Augenarztpraxen: Investoren schaffen monopolartige Strukturen
Hamburg (ots)
Internationale Finanzinvestorinnen und -investoren haben in den vergangenen Jahren Hunderte Augenarztpraxen in Deutschland gekauft. In mehreren Städten und Landkreisen sind nach NDR Recherchen bereits monopolartige Strukturen entstanden. Dort arbeitet die Mehrheit der ambulanten Augenärztinnen und -ärzte in einer der investorengeführten Ketten.

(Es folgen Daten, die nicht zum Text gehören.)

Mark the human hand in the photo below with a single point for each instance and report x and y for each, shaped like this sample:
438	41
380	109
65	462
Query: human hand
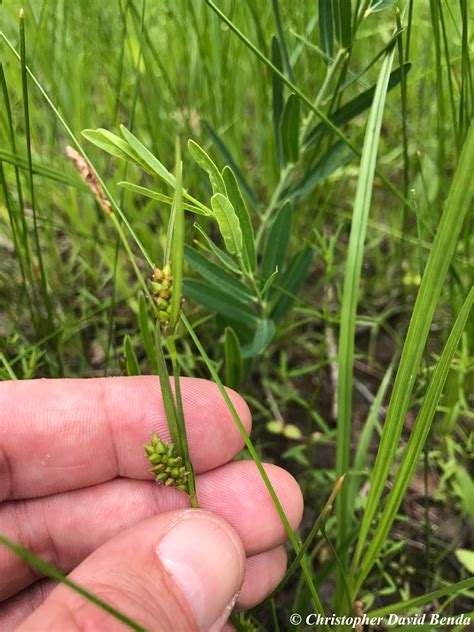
75	489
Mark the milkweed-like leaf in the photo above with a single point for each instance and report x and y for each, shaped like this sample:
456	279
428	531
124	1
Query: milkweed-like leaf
229	224
202	158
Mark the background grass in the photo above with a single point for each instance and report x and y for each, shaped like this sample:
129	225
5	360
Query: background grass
335	317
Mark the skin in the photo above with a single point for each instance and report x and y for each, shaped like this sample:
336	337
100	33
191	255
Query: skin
74	483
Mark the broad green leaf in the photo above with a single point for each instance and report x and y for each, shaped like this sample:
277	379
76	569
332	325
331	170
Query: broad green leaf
160	197
218	301
343	22
219	253
264	332
229	224
277	241
147	157
277	98
222	147
336	157
232	359
110	143
146	333
456	207
326	27
350	294
269	282
353	108
216	276
237	201
416	442
291	283
203	159
290	129
131	361
48	570
410	605
466	558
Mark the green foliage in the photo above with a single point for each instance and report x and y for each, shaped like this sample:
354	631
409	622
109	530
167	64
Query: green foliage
333	197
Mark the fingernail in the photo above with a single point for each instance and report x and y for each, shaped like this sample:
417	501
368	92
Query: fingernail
205	558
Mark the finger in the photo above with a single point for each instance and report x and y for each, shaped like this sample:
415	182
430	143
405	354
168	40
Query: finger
58	435
14	611
263	572
64	529
178	571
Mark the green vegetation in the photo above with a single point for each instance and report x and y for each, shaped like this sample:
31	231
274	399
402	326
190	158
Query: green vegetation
320	193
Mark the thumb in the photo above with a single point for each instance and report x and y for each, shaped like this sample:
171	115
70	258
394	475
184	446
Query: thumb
181	570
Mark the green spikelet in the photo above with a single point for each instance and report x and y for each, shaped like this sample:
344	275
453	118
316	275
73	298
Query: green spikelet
162	289
167	465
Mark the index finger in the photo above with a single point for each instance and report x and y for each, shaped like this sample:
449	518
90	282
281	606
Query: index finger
57	435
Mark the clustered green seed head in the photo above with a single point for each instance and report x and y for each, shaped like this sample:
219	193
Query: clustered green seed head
162	288
167	465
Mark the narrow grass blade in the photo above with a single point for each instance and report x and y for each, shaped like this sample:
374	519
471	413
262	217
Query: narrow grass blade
354	107
415	445
350	293
264	332
409	604
50	571
285	292
306	100
290	129
161	197
146	333
277	241
343	22
176	236
337	156
456	207
131	362
320	520
241	210
39	253
360	457
233	166
277	97
326	27
281	39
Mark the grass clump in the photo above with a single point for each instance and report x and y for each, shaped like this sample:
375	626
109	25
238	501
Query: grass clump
318	227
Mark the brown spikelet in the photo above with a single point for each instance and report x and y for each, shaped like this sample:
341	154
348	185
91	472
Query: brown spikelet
89	177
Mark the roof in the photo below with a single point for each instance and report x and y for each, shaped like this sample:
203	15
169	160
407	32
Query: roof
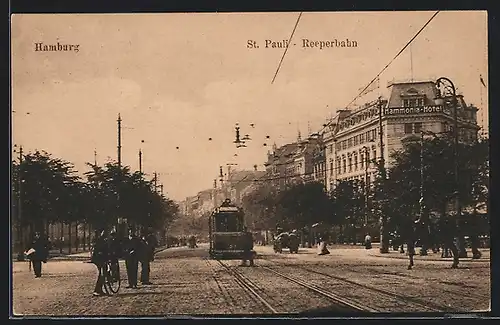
401	90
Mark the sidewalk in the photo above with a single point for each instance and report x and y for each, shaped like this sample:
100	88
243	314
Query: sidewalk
79	256
352	251
85	256
430	255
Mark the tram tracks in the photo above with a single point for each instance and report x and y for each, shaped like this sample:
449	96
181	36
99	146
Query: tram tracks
258	293
249	286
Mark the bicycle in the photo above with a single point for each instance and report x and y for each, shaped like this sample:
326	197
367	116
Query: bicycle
112	280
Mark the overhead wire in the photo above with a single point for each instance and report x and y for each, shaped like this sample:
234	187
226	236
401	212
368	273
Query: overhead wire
286	47
394	58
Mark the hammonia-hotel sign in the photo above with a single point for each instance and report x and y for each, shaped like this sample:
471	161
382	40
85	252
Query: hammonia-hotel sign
415	110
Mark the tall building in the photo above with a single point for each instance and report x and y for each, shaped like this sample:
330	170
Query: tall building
353	140
301	161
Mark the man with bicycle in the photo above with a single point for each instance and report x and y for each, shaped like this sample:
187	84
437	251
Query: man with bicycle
100	255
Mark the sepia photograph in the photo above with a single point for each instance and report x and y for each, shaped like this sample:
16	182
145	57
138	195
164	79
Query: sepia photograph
249	163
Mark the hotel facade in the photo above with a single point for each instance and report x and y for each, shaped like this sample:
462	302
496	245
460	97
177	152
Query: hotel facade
352	140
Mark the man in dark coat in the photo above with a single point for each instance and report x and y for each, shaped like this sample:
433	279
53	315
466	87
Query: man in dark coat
448	233
149	244
100	255
247	247
132	253
37	253
115	252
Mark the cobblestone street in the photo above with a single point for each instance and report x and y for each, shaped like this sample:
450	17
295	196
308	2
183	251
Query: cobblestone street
186	282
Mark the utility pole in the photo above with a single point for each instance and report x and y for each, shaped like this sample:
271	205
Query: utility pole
215	193
119	140
384	239
155	180
140	160
20	256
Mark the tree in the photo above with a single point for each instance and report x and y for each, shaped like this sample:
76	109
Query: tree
398	197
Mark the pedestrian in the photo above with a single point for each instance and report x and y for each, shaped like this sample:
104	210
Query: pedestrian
132	251
247	248
448	236
37	253
100	254
149	244
322	246
115	252
368	241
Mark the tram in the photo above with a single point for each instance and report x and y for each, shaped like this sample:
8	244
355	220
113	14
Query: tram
227	232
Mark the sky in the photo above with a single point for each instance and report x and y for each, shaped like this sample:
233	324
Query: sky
179	79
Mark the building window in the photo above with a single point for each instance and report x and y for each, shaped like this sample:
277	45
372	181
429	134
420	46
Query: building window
417	127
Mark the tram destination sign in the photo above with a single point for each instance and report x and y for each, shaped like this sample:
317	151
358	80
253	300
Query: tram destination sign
415	110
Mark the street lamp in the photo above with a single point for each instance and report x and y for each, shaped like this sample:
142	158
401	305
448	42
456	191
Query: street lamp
20	255
450	89
366	152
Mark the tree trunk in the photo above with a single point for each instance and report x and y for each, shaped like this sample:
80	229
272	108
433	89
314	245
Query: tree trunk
61	240
84	236
474	236
77	239
69	237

Damit ist eine Situation entstanden, vor der der Bundesrat Ende 2018 explizit gewarnt hatte. Er schlug eine Gesetzesänderung vor, um zu verhindern, dass Arztketten in einzelnen Regionen eine "monopolartige Stellung erlangen" könnten. "In immer mehr Bereichen der ambulanten ärztlichen Versorgung bilden sich konzernartige Strukturen aus, oft in der Hand renditeorientierter Unternehmen", hieß es damals in der Begründung. Der Bundesrat sah die Gefahr, dass sich die Patientenversorgung verschlechtere. Es könne etwa "zu einer Einengung der angebotenen Versorgung auf bestimmte, besonders lukrative Leistungen" kommen. Die damalige Bundesregierung nahm die vorgeschlagene Gesetzesänderung jedoch nicht an. Der NDR hat das Bundesgesundheitsministerium gefragt, warum dies nicht geschehen ist, aber keine Antwort darauf erhalten.
Die NDR Recherchen für das Magazin "Panorama 3" zeigen nun, dass drei große, von Finanzinvestoren geführte Augenarztketten mittlerweile eine monopolartige Stellung in mehreren Städten und Landkreisen erreicht haben. So arbeiten beispielsweise in Kiel inzwischen mehr als die Hälfte aller ambulant tätigen Augenärztinnen und -ärzte für das Unternehmen Sanoptis. Es hat seit 2019 mehrere regionale Augenarztketten in Schleswig-Holstein übernommen. Ähnlich sieht es etwa in und um Augsburg in Bayern aus. Dort gehören etwa 15 Praxen und Kliniken zum Sanoptis-Konzern. Das Unternehmen wurde erst 2018 von einer Londoner Private-Equity-Gesellschaft gegründet und ist mittlerweile anscheinend die größte Augenarztkette in Deutschland. Genaue Daten sind aber nicht bekannt. Auf Fragen von "Panorama 3" zu verschiedenen Zahlen - etwa zu gekauften Praxen, durchgeführten Operationen und zum Umsatz - teilte Sanoptis mit, es beantworte "derartige Anfragen grundsätzlich nicht ".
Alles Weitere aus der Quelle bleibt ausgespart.